"Don Pearce" wrote in message
...
On Wed, 4 Feb 2009 19:17:45 +0200, "Iain Churches"
wrote:
Don Pearce wrote in message news:4992beba.108434515@localhost...
I was interested in how heavily modulated vinyl could be, so I popped
an old record (Long Hot Summer Night, Jimi Hendrix, Track Records
1968) under the microscope for a look. And what did I find? Two
adjacent grooves clearly broken into each other:
http://81.174.169.10/odds/grooves.jpg
Was this a really common back then, or is this kind of thing a rarity?
Neither rare nor common.
It was normal practice to examine heavily modulated passages
under ther microscope after cutting both the test and the final
master. Many cutting engineers used to also test cut loud segments
with excessive lateral excursion several times as a practice run.
But it was impossible to check every single patch with the microscope.

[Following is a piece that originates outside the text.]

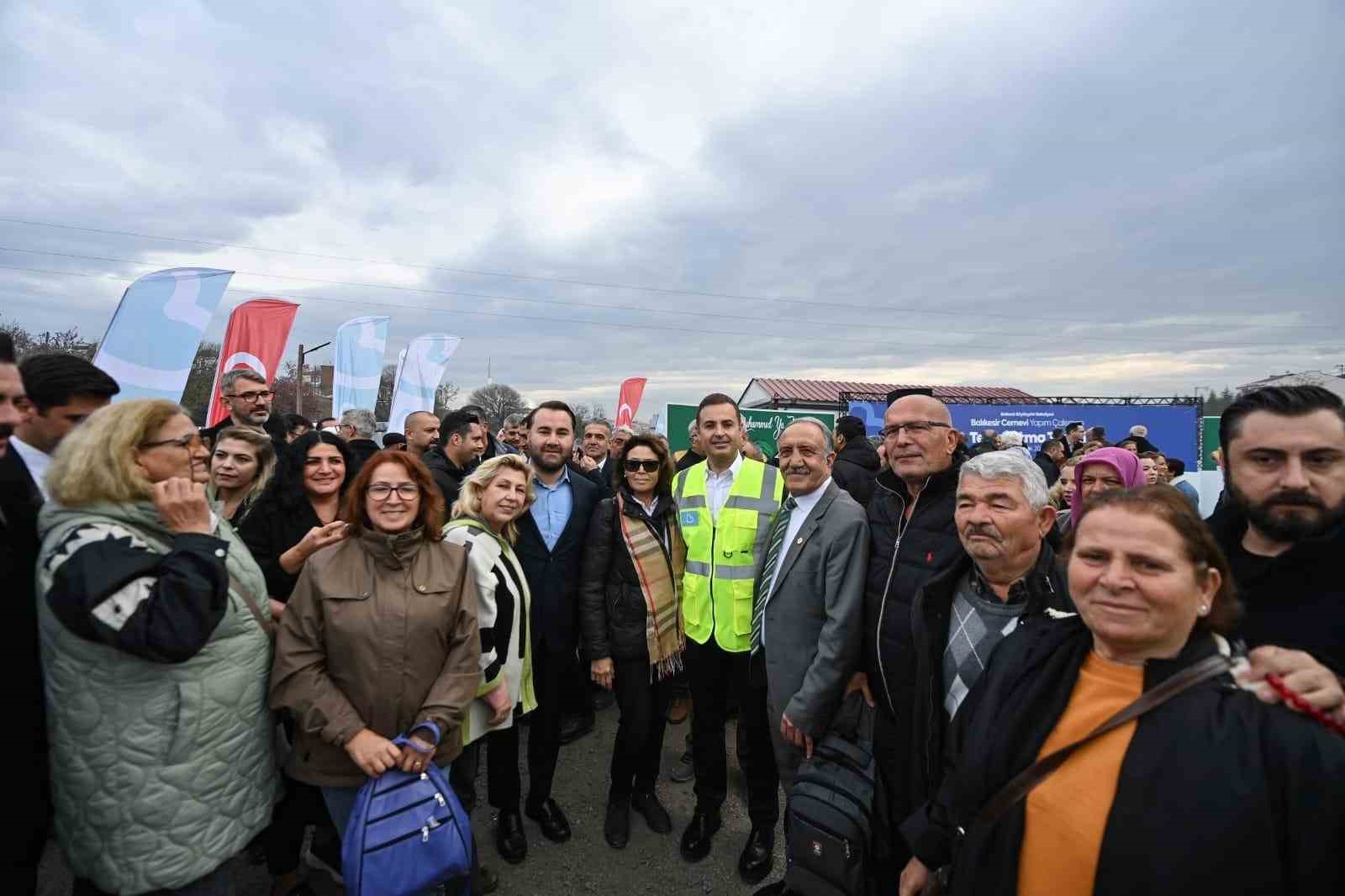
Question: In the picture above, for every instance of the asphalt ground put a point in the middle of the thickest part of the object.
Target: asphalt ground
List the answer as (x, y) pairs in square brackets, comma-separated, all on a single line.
[(650, 865)]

The master was never played, but the initial test cut usually was. If
no problems were encountered with say an SME 3009 and Shure V15
then the master went to the factory.
Are there tracking problems with the Hendrix, Don?
Iain
No, not at all. I was just feeling a bit bored and curious. I thought
that even in '68 there was some automation that predicted amplitude
and widened the pitch a little.
Yes, there was. Most cutting room tape machines had a standard
head bridge with the erase and record heads removed. There was a
"pre-cue" head, about the same distance again upstream, which fed
a servo amp. In addition, manual pitch adjustment was available.